Par un jugement n° 1602276 du 29 juin 2018, le tribunal administratif de Pau a rejeté sa demande.
Procédure devant la cour :
Par une requête et des mémoires, enregistrés les 29 août 2018, 18 juin 2019, 8 août 2019 et 25 septembre 2019, M. D..., représenté par Me C..., demande à la cour :
1°) d'annuler le jugement du tribunal administratif de Pau du 29 juin 2018 ;
2°) de surseoir à statuer dans l'attente de l'ordonnance du juge d'instruction près le tribunal de grande instance de Bordeaux ;
3°) de condamner l'Etat à lui verser la somme globale de 512 608,50 euros en réparation des préjudices qu'il estime avoir subis du fait de l'illégalité de la décision du 5 juillet 2012 par laquelle le commandant des sapeurs-pompiers de Paris a mis fin à sa mise à disposition de la base d'hélicoptères de la sécurité civile de Bordeaux et l'a affecté à la brigade des sapeurs-pompiers de Paris ;
4°) de mettre à la charge de l'Etat une somme de 4 000 euros en application de l'article L. 761-1 du code de justice administrative.
Il soutient que :
- le jugement est irrégulier en ce qu'il n'a pas statué sur la demande de sursis à statuer dans l'attente d'un jugement judiciaire susceptible d'avoir une incidence sur le règlement du litige ;
- le principe général des droits de la défense n'a pas été respecté dans la mesure où il n'a pas eu accès à son dossier administratif et qu'il n'a pas été mis à même de présenter des observations orales ou écrites préalablement à l'édiction de la mesure mettant fin à sa disposition au sein de la base d'hélicoptères de Bordeaux ; le non-respect de ce principe constitue une illégalité fautive engageant la responsabilité de l'Etat ;
- la décision par laquelle l'administration a décidé de mettre fin à sa mise à disposition au sein du groupement d'hélicoptères est constitutive d'une sanction disciplinaire déguisée ;
- le préjudice subi en raison de la privation d'une partie de sa rémunération est de 360 913,50 euros ; le manque à gagner sur le montant de sa pension de retraite s'élève à 68 400 euros ; le préjudice résultant de l'impossibilité de prendre ses jours de repos compensateurs doit être évalué à 53 295 euros ; le préjudice moral lié aux conditions vexatoires dans lesquelles la décision de fin de mise à disposition a été édictée et à l'absence de conciliation, de délai de réflexion minimum et de transparence de l'administration dans la gestion de son dossier, doit être évalué à 30 000 euros ;
- contrairement à ce qu'a jugé le tribunal administratif, il existe un lien de causalité direct entre la faute commise par l'Etat et des préjudices qu'il a subis.

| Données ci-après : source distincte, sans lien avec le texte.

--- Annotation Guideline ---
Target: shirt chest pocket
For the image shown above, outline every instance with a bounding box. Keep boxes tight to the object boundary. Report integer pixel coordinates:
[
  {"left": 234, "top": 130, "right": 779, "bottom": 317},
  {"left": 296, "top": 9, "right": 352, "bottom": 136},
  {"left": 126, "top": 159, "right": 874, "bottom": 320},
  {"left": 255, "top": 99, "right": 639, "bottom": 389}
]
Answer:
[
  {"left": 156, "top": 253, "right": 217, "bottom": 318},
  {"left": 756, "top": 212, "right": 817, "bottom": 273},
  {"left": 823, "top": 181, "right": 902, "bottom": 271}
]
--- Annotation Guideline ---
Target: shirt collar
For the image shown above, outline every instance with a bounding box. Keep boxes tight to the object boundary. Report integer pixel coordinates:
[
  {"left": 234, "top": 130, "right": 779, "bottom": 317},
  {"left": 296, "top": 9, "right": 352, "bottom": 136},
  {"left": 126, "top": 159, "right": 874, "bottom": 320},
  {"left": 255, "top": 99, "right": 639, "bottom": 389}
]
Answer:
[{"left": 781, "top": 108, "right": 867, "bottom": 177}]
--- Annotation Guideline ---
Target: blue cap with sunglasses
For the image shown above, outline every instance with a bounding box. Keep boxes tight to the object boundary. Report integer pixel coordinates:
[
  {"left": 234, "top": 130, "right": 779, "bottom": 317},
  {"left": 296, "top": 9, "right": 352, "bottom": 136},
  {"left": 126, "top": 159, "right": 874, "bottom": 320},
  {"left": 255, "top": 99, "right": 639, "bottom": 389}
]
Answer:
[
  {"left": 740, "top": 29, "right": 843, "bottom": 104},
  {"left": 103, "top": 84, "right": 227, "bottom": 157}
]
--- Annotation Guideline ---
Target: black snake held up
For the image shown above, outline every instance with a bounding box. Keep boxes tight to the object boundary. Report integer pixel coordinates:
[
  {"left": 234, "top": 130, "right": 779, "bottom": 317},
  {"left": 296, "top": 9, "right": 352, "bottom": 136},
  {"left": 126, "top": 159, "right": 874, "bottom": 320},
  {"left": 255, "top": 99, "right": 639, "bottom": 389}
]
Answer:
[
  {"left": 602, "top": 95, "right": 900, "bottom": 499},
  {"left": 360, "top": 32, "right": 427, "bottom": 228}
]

Par un mémoire enregistré le 20 août 2019, le ministre des armées conclut au rejet de la requête.
Il soutient que l'ensemble des moyens développés par M. D... ne sont pas fondés.
L'instruction a été close au 4 novembre 2019, date d'émission d'une ordonnance prise en application des dispositions combinées des articles R. 611-11-1 et R. 613-1 du code de justice administrative.
Des mémoires présentés pour M. D... ont été enregistrés les 21 avril et 19 mai 2020.
Vu les autres pièces du dossier.
Vu :
- le code de la défense ;
- la loi du 22 avril 1905 ;
- le décret n° 2010-1109 du 21 septembre 2010 ;
- le code de justice administrative et l'ordonnance n° 2020-305 du 25 mars 2020 modifiée.
Les parties ont été régulièrement averties du jour de l'audience.
Ont été entendus au cours de l'audience publique :
- le rapport de Mme E...,
- les conclusions de Mme Cécile Cabanne, rapporteur public,
- et les observations de Me A..., représentant M. D....
Une note en délibéré présentée pour M. D... a été enregistrée le 23 juin 2020.
Considérant ce qui suit :
1. M. B... D... est entré en service en janvier 1986 à la brigade des sapeurs-pompiers de Paris (BSPP) en qualité de sapeur-pompier. Il a été mis à disposition de la direction générale de la sécurité civile et de la gestion des crises au sein du ministère de l'intérieur par un arrêté du 2 décembre 1994 et a été affecté, le 1er décembre 2006, à la base d'hélicoptères de la sécurité civile de Bordeaux en qualité de mécanicien opérateur de bord. Par une lettre du 2 mai 2012, le ministre de l'intérieur a demandé au commandant de la BSPP de réintégrer le major D... dans ses rangs à compter du 1er août 2012. Par une décision du 5 juillet 2012, le général commandant la BSPP a affecté le major D... au bureau prévention de la BSPP à compter du 1er août 2012, ce qui a mis fin à sa mise à disposition au profit du ministère de l'intérieur. M. D... a saisi, le 15 octobre 2012, le ministre de l'intérieur et, le 25 juillet 2014, le ministre de la défense d'une demande préalable d'indemnisation du préjudice qu'il estime avoir subi du fait de l'illégalité de la décision prononçant la fin de sa mise à disposition à la base d'hélicoptères de la sécurité civile de Bordeaux. Le tribunal administratif de Pau a rejeté la demande présentée par M. D... tendant à la condamnation de l'Etat par un jugement n° 1300102 du 16 décembre 2015, confirmé par la cour administrative d'appel de Bordeaux par une ordonnance n° 16BX00680 du 11 avril 2017 devenue définitive à la suite de la non admission du pourvoi en cassation de M. D..., par décision du Conseil d'Etat du 1er février 2018. A la suite de la saisine par M. D... de la commission de recours des militaires par un courrier du 30 novembre 2015, le ministre de la défense a rendu une décision, le 26 août 2016, rejetant le recours indemnitaire de l'intéressé. M. D... relève appel du jugement n° 1602276 du 29 juin 2018 par lequel le tribunal administratif de Pau a rejeté sa demande tendant à la condamnation de l'Etat à lui verser la somme globale de 512 608,50 euros.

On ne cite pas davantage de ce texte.